The stock fell a staggering 49.21%, landing at $193. The cause? A series of critical posts from Citron that didn't just question the fund's math—it questioned its entire reason for being.
The "Simple Math" of a Disconnected Valuation
Citron came out swinging on X, announcing it is short VCX. The core argument is, in their words, "Simple math." They believe the stock's valuation has become completely disconnected from the value of the underlying assets in the fund's portfolio.
To drive the point home, they pointed to a recent, painful example for another fund: Destiny Tech100 Inc. (DXYZ).

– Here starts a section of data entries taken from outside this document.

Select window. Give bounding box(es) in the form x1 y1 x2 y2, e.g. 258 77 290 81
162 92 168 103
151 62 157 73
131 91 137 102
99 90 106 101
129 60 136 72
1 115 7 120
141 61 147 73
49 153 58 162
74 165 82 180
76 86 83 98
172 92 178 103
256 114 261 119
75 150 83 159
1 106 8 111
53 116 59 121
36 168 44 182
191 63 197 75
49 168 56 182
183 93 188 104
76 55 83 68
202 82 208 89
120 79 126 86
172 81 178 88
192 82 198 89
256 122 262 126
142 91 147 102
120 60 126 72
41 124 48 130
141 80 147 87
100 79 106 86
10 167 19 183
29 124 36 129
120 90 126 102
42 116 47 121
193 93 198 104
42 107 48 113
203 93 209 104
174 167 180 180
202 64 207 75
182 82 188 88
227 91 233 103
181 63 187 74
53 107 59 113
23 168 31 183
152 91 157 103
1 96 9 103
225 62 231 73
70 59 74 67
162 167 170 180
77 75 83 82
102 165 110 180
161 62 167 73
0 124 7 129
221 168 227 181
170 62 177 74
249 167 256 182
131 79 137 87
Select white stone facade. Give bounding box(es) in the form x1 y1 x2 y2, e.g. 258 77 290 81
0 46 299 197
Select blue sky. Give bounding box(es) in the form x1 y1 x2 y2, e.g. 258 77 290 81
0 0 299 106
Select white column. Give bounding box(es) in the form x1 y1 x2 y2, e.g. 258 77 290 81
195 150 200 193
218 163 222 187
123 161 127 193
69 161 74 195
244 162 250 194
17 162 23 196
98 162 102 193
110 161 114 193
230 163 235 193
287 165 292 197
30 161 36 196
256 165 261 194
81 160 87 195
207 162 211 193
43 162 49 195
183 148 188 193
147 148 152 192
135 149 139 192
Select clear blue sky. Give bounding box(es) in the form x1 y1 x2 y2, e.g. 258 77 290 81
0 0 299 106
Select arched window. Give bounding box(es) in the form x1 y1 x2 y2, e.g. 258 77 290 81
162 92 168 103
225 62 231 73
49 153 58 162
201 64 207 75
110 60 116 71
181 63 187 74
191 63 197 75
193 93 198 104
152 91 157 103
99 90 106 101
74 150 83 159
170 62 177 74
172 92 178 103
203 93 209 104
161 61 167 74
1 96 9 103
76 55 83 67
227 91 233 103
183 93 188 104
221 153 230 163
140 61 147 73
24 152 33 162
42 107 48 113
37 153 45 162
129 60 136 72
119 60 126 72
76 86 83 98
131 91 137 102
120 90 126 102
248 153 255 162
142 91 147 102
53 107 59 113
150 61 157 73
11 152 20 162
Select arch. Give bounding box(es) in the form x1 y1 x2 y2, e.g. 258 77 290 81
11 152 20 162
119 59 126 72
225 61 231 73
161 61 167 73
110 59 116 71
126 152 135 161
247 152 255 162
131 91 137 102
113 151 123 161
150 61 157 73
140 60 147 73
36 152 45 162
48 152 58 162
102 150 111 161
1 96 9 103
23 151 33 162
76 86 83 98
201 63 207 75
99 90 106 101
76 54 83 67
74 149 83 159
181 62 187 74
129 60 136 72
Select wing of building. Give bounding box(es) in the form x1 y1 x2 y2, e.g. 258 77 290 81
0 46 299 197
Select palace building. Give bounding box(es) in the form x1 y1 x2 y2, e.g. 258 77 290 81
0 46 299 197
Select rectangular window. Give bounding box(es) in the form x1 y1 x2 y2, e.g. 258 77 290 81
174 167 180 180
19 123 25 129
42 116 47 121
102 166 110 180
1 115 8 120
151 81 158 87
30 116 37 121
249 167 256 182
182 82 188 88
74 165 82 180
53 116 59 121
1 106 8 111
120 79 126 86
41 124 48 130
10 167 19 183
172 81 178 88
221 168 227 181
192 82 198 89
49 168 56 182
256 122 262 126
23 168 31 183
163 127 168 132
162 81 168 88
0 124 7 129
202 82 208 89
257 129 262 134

DXYZ saw a massive premium—we're talking over 1,400%—evaporate even though the companies in its portfolio were doing just fine. The message from Citron was a stark warning about gravity: "gravity is not a theory" when it comes to lofty valuations eventually meeting reality.
Old Scars and New Marketing Questions
But Citron didn't stop at valuation. They dug into the fund's sponsor, Fundrise Advisors LLC, and its regulatory history. They highlighted a 2023 settlement with the U.S. Securities and Exchange Commission where the firm paid $250,000. The SEC found that Fundrise "willfully" violated securities laws by paying more than 200 influencers to promote its products without properly disclosing those payments.
Citron then connected that past to the present. They pointed to a line in the VCX prospectus showing a "0.42%" marketing expense, which works out to roughly $3 million a year. The short seller essentially asked the SEC to take a fresh look: are those current marketing dollars being used to pay for promotions that still aren't being disclosed? It's a question that implies the old habits might not have died.